Kartalkaya, yıllardır kış turizminin parlayan yıldızı olarak tanıtıldı. Devasa oteller, milyon dolarlık pist projeleri ve “Türkiye’nin Alpleri” sloganlarıyla büyütülen bu “rüyanın”, nasıl bir kâbusa çevrildiğine ülkece tanıklık ediyoruz. Asrın ihmali olarak nitelendirdiğimiz 6 Şubat depremlerinin yıldönümüne yaklaşırken bir kez daha denetimsizlik ve ihmaller sonucu can kayıpları yaşanmasının derin üzüntüsü ve öfkesini taşıyoruz.
Türkiye denetimsizliğin, ihmallerin, sermayenin kâr hırsına dayalı uygulamaların neticesinde katliamlar ülkesine dönüştürüldü.
Yapılarda yangın güvenliği açısından öncelikle yapılması gereken şey, önlemler alarak insanların binadan tahliyesini güvenli olarak sağlamaktır. 21 Ocak sabahı bu elim tabloyla karşılaştığımızda ise ilk gördüğümüz yangın felaketinin gerçekleştiği tesiste yangın güvenliğine ilişkin herhangi bir emarenin söz konusu olmadığıydı. Yangından kurtulan yurttaşlarımızın beyanları dikkate alındığında algılama ve uyarı sistemlerinin çalışmadığı, kaçış yollarının tespit edilemediği ilk etapta gözlemlenen teknik eksiklerdi. Diğer taraftan yangının büyümesini engelleyecek ve mevzuat gereği tesiste olması gereken otomatik yağmurlama sisteminin bu yapıda olmadığı gerçeğiydi.
Kaldı ki tek bir mevzuata dair sorumluluğu olmayan bu tip turizm işletmelerinde en basit önlemlerin dahi alınmayışı başlıbaşına ihmalin büyüklüğünü açığa çıkartıyordu. Elbette karartılmayan bilirkişi raporları berrak bir şekilde açığa çıktığında söz konusu yangına ilişkin detaylara kamuoyu olarak hâkim olmamız mümkün olacaktır. Fakat gerek otel çalışanların beyanı gerekse bu faciadan sağ kurtulanların beyanı bizlere, bu işletmede yangın güvenliğine ilişkin herhangi bir önlem olmadığıyla birlikte, olayın ilk günü açıklama yapan Kültür ve Turizm Bakanı’nın işletme lehindeki ifadelerinin doğruyu işaret etmediğiydi.
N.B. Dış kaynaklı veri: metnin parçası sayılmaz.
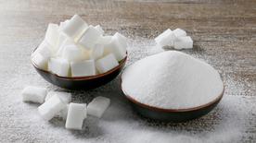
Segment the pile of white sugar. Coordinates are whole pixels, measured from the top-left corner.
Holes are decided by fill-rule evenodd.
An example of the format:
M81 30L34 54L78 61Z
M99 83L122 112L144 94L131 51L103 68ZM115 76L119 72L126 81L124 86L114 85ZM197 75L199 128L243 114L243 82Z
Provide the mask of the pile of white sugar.
M125 94L163 109L200 106L224 90L217 70L180 52L163 52L139 60L123 71L122 80Z

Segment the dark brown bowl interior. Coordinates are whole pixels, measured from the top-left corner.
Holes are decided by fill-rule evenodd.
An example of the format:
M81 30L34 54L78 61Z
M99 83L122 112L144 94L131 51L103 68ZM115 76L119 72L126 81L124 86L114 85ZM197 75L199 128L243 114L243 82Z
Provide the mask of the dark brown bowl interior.
M36 50L36 49L35 49ZM35 51L34 50L34 51ZM33 51L33 52L34 52ZM126 54L127 55L127 54ZM48 82L63 89L92 89L98 88L114 79L122 70L126 63L127 56L119 62L119 66L113 69L96 76L90 77L60 77L47 70L39 68L32 61L32 66L36 71Z
M207 114L211 112L222 100L224 95L224 90L221 95L219 95L215 100L193 108L186 108L186 109L162 109L158 108L150 105L147 105L141 103L129 96L125 91L122 89L122 79L121 79L121 89L122 93L128 99L132 106L134 107L134 111L137 112L144 117L150 118L153 120L163 121L163 122L173 122L173 123L179 123L179 122L186 122L192 119L198 118L202 115Z

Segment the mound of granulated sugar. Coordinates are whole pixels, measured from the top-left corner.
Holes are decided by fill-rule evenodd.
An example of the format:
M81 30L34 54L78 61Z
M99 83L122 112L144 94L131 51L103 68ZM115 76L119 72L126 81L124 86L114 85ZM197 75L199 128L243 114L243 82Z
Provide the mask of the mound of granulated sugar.
M163 52L139 60L123 71L122 80L125 94L164 109L200 106L224 90L217 70L180 52Z

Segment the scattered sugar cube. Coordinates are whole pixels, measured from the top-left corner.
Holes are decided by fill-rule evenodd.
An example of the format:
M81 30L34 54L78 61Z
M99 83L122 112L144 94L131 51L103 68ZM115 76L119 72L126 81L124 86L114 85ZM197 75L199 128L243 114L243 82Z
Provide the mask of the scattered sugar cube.
M70 63L63 58L50 58L48 62L49 71L60 77L68 77L70 71Z
M70 103L72 99L71 93L60 92L60 91L49 91L47 93L45 101L48 101L51 97L53 97L55 95L58 96L60 98L60 100L65 103Z
M96 66L94 60L71 62L70 67L72 77L85 77L96 75Z
M45 88L39 88L33 86L26 87L21 92L23 101L31 101L37 103L43 103L45 101L46 94L47 89Z
M74 15L69 22L63 27L62 30L69 37L75 39L78 37L86 28L88 27L87 23L83 20L83 18Z
M81 61L83 58L82 50L75 44L64 46L62 57L69 62Z
M114 34L114 36L118 41L119 42L121 43L122 47L124 49L124 51L126 52L126 48L127 48L127 38L123 35L122 35L121 33L119 32L116 32Z
M165 31L163 31L161 34L160 34L157 38L155 38L155 42L160 47L173 46L173 41L175 40L175 38L176 37L173 31L168 29Z
M78 42L85 49L93 49L95 48L97 40L100 38L100 35L101 33L96 29L93 26L89 26Z
M81 130L83 119L86 118L86 104L70 103L68 110L66 128Z
M182 29L175 29L173 33L176 37L186 36L186 32Z
M44 57L40 53L36 53L32 55L32 61L41 69L47 69L48 57Z
M121 61L126 56L125 46L120 42L119 38L113 36L110 42L105 45L104 54L113 54L116 59Z
M53 47L57 46L59 31L58 24L49 23L45 40Z
M104 54L104 46L103 44L96 43L95 48L92 49L90 59L97 60L98 58L102 57Z
M119 63L113 54L109 54L96 62L96 67L100 74L108 72L118 65Z
M175 49L190 49L193 48L193 41L190 36L178 37L174 41Z
M87 106L87 113L100 118L110 104L110 100L98 96L95 98Z
M58 113L66 107L66 104L58 95L51 97L38 107L38 112L45 120L51 120Z
M95 28L100 32L101 35L104 34L104 30L102 30L100 25L96 25Z

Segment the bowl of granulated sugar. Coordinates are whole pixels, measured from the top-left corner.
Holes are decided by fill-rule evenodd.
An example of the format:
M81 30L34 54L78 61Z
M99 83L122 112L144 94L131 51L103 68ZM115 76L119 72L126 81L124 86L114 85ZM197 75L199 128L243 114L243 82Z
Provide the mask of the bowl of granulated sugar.
M175 51L129 66L122 74L121 87L141 115L166 122L186 122L207 114L219 103L224 89L211 66Z

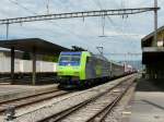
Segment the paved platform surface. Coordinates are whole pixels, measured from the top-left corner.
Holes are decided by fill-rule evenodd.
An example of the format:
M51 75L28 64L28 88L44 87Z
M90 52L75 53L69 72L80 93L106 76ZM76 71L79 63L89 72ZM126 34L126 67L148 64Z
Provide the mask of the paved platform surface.
M164 93L137 91L130 122L164 122Z
M51 85L0 85L0 101L15 99L24 96L30 96L35 93L44 93L48 90L57 89L57 84Z
M129 122L164 122L164 91L141 80L131 102Z

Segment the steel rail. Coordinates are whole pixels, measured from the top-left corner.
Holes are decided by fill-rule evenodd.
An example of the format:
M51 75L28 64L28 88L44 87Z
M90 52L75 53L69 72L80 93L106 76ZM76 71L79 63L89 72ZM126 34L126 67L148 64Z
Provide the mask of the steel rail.
M87 99L86 101L80 102L78 105L75 105L74 107L70 107L59 113L52 114L50 117L47 117L45 119L42 119L37 122L60 122L62 119L65 119L66 117L70 115L71 113L73 113L74 111L78 111L79 109L81 109L82 107L86 106L87 103L96 100L98 97L102 97L103 95L107 94L108 91L113 90L114 88L116 88L117 86L124 84L125 82L127 82L128 80L130 80L131 77L124 80L122 82L120 82L119 84L113 86L112 88L109 88L108 90Z
M48 100L54 97L59 97L59 96L63 96L67 94L69 94L69 93L63 91L63 90L54 90L54 91L47 91L47 93L42 93L42 94L37 94L37 95L32 95L32 96L27 96L27 97L21 97L17 99L3 101L3 102L0 102L0 106L1 106L0 114L3 113L7 109L7 107L9 107L10 105L14 105L14 108L19 109L19 108L23 108L25 106L34 105L34 103L40 102L43 100Z
M96 120L96 122L104 122L105 118L107 117L107 114L109 112L112 112L112 110L117 106L117 103L121 100L121 98L125 96L125 94L128 91L129 87L133 84L133 82L131 84L129 84L126 89L114 99L114 101L109 102L105 108L103 108L99 112L97 112L96 114L94 114L92 118L90 118L86 122L94 122ZM103 114L101 118L98 118L101 114Z

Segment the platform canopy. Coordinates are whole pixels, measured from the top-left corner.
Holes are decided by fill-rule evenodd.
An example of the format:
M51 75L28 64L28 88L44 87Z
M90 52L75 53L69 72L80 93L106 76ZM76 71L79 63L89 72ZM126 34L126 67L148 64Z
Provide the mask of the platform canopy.
M70 50L39 38L0 40L0 47L8 49L14 48L15 50L27 52L33 52L35 50L37 54L55 54Z
M33 54L33 73L32 83L35 85L36 80L36 54L54 56L59 54L61 51L70 51L56 44L46 41L39 38L25 38L25 39L11 39L0 40L0 47L11 49L11 80L14 82L14 59L15 50L32 52Z

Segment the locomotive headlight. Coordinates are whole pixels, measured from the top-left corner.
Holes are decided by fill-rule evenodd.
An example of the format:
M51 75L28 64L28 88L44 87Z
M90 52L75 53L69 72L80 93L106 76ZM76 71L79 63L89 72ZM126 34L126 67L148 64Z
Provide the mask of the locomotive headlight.
M74 75L79 75L79 72L74 72Z

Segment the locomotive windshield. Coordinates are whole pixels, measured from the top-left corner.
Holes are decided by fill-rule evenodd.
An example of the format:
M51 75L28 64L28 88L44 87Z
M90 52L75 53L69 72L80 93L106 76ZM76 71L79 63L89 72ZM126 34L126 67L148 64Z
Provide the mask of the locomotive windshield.
M80 54L61 54L59 65L80 65Z

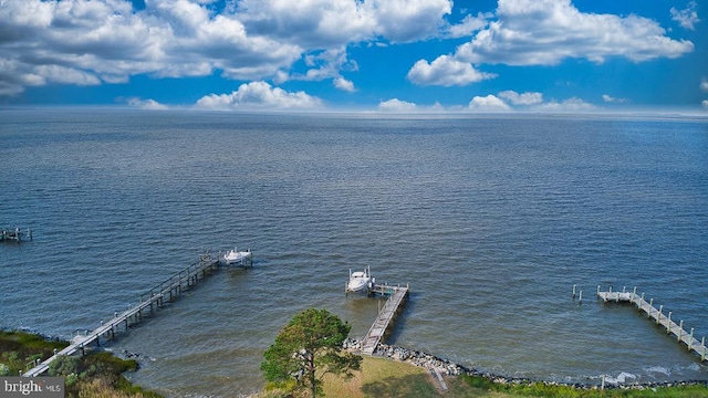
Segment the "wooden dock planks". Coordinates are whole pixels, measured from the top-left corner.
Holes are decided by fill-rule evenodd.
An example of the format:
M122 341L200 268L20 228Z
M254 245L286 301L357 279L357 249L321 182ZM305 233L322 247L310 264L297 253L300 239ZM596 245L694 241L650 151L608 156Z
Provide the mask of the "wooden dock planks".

Bilindiği üzere yangın ve yangın söndürme sistemlerinin projelendirilmesi alanında uzman mühendisler hizmet vermektedir. Türk Mühendis ve Mimar Odaları Birliği olarak, uzman mühendisler tarafından çizilmesi gereken projelerin yönetmeliğe uygun olup olmadığının; uygulamanın da projeye göre yapılıp yapılmadığının disiplinli bir şekilde denetlenmesi gerektiğini yıllardır yüksek sesle söylüyoruz. Yapılmış olan sistemlerinse periyodik olarak kamusal düzlemde denetlenmesi gerekliliğini ifade ediyoruz. Gel gör ki, bugün yaşadığımız bu acı tablo gösteriyor ki, Odalarımızın denetleme yetkisini bertaraf edenler, kulağını bilimin ve tekniğin gerçeklerine kapatıp, sermayenin ihtiyaçlarına cevap vermekten başka bir şey yapmamıştır.
AKP iktidarı boyunca, kamu kurumu niteliğinde olan meslek kuruluşlarımızın bu tip projeleri üreten üyeleriyle olan ilişkisi koparılmaya çalışılmış, denetim mekanizması içerisindeki rolü tırpanlanmıştır. Her daim siyasi iktidarın ajandasında yer alan meslek kuruluşlarımızın, yıllardır ifade ettiği bilimsel yaklaşımlar dışlanmış, birçok akademik çalışma neticesinde açığa çıkmış raporlar göz ardı edilmiştir. Sadece yurttaşlarımızın canını yitirdiği katliamlar nezdinde değil, doğanın talanı karşısında yaşamın sürekliliği için söylediğimiz her söz kasıtlı olarak “terörize” edilmiş, görmezden gelinmiştir.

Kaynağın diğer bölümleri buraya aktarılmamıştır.